AppriseMD recently argued that the presence of a rise in creatinine constituted hypertensive end-organ damage, which was the key factor for a Medicare Advantage denial being overturned.
CLINICAL SUMMARY:
An elderly patient with a history of hypertension and thyroid disease sought treatment in the emergency department after a fall. The patient suffered a closed head injury following a fall to the ground, causing the loss of about 250 cc of blood, but the patient did not lose consciousness. Doctors reported a large hematoma on the back of the head with a 4 cm by 4 cm stellate laceration. The patient’s heart rate remained normal and showed normal motor functions with normal speech and behavior. Upon arrival, the patient was hypertensive, with a blood pressure ranging from 200/73 to 153/78, and was also tachypneic (RR>20×1). Otherwise, vital signs were stable. Lab results were: WBC 10.1, Hgb 12.2, Platelets 222, Na 138, K 3.4, BUN 32, Cr 1.99 (BL unknown), Glu 211, Hgb A1C 6.5. INR 1.15. PT 14.6. APTT 27.6. The patient was on Plavix at the time of arrival. Doctors repaired the laceration and noted an associated acute kidney injury (AKI). The patient was admitted to inpatient level of care (LOC) for blood pressure control and intravenous fluids for AKI. The patient’s bleeding was controlled, and was stabilized during the hospital stay. The patient was then recommended for discharge to a skilled nursing facility.
INPATIENT STAY DENIAL
The patient’s Medicare Advantage (MA) plan denied the inpatient LOC for the hospital stay based on lack of medical necessity.
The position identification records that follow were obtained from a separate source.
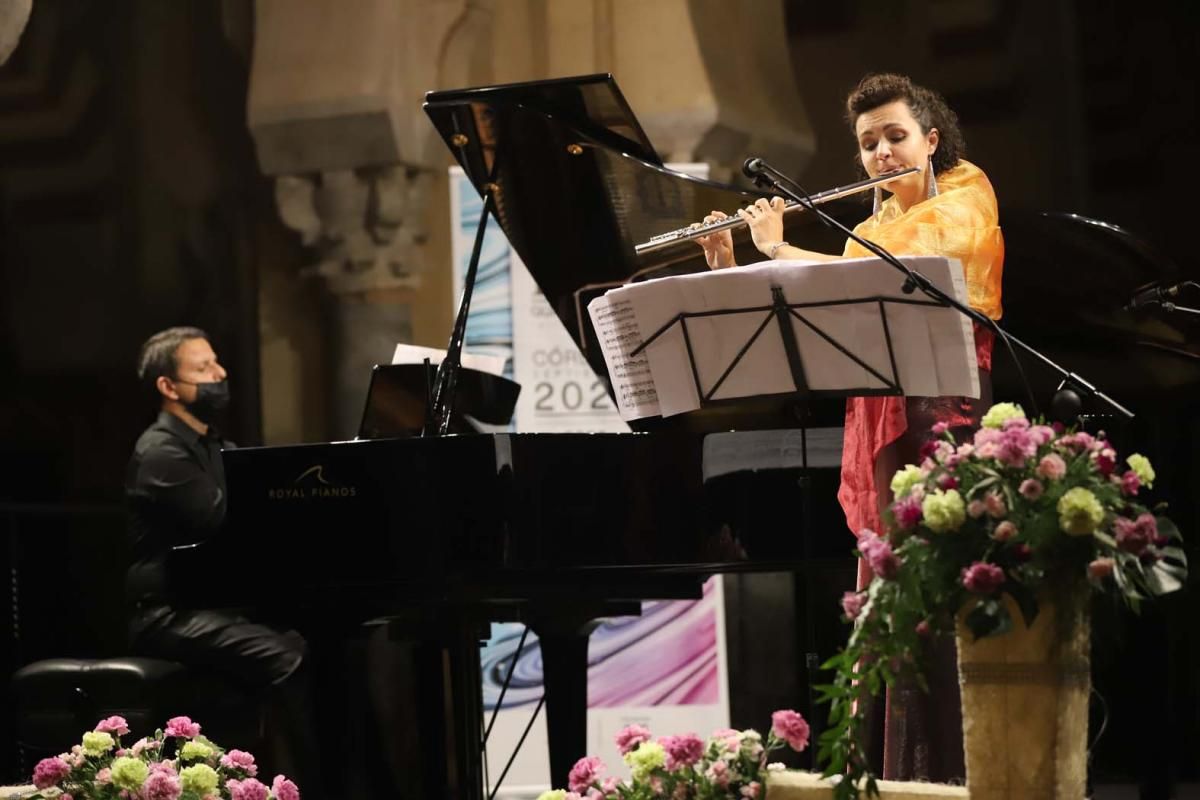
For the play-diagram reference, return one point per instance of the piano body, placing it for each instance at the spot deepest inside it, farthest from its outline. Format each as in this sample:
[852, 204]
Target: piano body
[550, 529]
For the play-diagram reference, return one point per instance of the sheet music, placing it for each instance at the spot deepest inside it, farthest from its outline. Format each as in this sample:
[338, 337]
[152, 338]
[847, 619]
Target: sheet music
[933, 347]
[617, 328]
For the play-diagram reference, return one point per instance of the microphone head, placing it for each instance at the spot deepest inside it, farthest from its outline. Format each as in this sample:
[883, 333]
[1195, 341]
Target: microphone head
[751, 167]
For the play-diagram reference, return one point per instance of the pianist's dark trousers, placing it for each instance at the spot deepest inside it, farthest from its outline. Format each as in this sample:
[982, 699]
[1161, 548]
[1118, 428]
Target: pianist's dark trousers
[255, 657]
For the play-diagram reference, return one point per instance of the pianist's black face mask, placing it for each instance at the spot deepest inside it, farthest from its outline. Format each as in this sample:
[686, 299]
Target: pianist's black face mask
[210, 401]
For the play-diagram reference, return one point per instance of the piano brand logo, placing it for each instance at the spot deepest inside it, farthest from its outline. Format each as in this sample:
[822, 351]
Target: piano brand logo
[312, 485]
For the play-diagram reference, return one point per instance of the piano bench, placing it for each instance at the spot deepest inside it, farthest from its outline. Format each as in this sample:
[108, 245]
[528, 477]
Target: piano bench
[59, 699]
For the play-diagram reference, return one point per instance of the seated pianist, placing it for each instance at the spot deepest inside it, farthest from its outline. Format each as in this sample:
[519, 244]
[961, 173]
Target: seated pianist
[175, 494]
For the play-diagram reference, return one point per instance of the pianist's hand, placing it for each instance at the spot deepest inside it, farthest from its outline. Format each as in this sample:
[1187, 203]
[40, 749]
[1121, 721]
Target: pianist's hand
[719, 246]
[766, 221]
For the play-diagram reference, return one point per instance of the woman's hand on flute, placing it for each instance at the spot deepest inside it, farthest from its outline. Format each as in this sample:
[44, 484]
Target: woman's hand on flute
[718, 246]
[766, 221]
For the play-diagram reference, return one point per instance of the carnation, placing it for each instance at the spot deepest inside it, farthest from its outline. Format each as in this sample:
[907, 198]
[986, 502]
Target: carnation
[199, 779]
[49, 771]
[905, 479]
[1001, 413]
[943, 511]
[129, 773]
[1141, 468]
[183, 727]
[790, 727]
[586, 771]
[1079, 512]
[240, 759]
[97, 743]
[285, 789]
[983, 578]
[113, 725]
[649, 756]
[852, 603]
[630, 737]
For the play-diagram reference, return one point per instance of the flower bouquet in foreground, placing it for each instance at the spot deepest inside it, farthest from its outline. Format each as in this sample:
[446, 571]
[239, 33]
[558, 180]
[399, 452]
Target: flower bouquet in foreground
[175, 764]
[730, 765]
[1024, 510]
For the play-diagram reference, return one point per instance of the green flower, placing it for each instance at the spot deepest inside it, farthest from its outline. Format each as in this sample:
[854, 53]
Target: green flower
[905, 479]
[195, 751]
[97, 743]
[199, 779]
[130, 773]
[643, 761]
[943, 510]
[1001, 413]
[1079, 512]
[1141, 468]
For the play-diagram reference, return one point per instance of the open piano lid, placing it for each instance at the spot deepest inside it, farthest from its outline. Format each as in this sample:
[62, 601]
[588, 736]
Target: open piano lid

The payer medical director reviewing the case determined that the inpatient admission was not reasonable and necessary based upon appropriate coverage under the patient’s plan.
THE APPRISEMD PROCESS
The AppriseMD team scheduled the peer-to-peer with the MA plan, and an AppriseMD expert physician advisor conducted the peer review with the payer’s medical director. The physicians discussed the patient’s medical records, and the AppriseMD physician advisor identified key aspects in the patient’s chart that supported medical necessity. This included that the patient was initially hypertensive with a reading of 200/73 and had an associated AKI that required treatment with IV fluids. The discussion zoned in on the patient’s creatinine levels during hospitalization and AppriseMD argued that even though the creatinine level was not greater than 2.5-3 X baseline levels, inpatient LOC was supported due to the presence of an AKI in the setting of significant hypertension. The patient received medical care beyond two midnights, meeting the two-midnight benchmark and inpatient LOC was ultimately approved without the need for intensive care for significant IV antihypertensive agents. In this case, the presence of a rise in creatinine constituted hypertensive end-organ damage, which is what AppriseMD argued, resulting in the denial being overturned and inpatient LOC approved.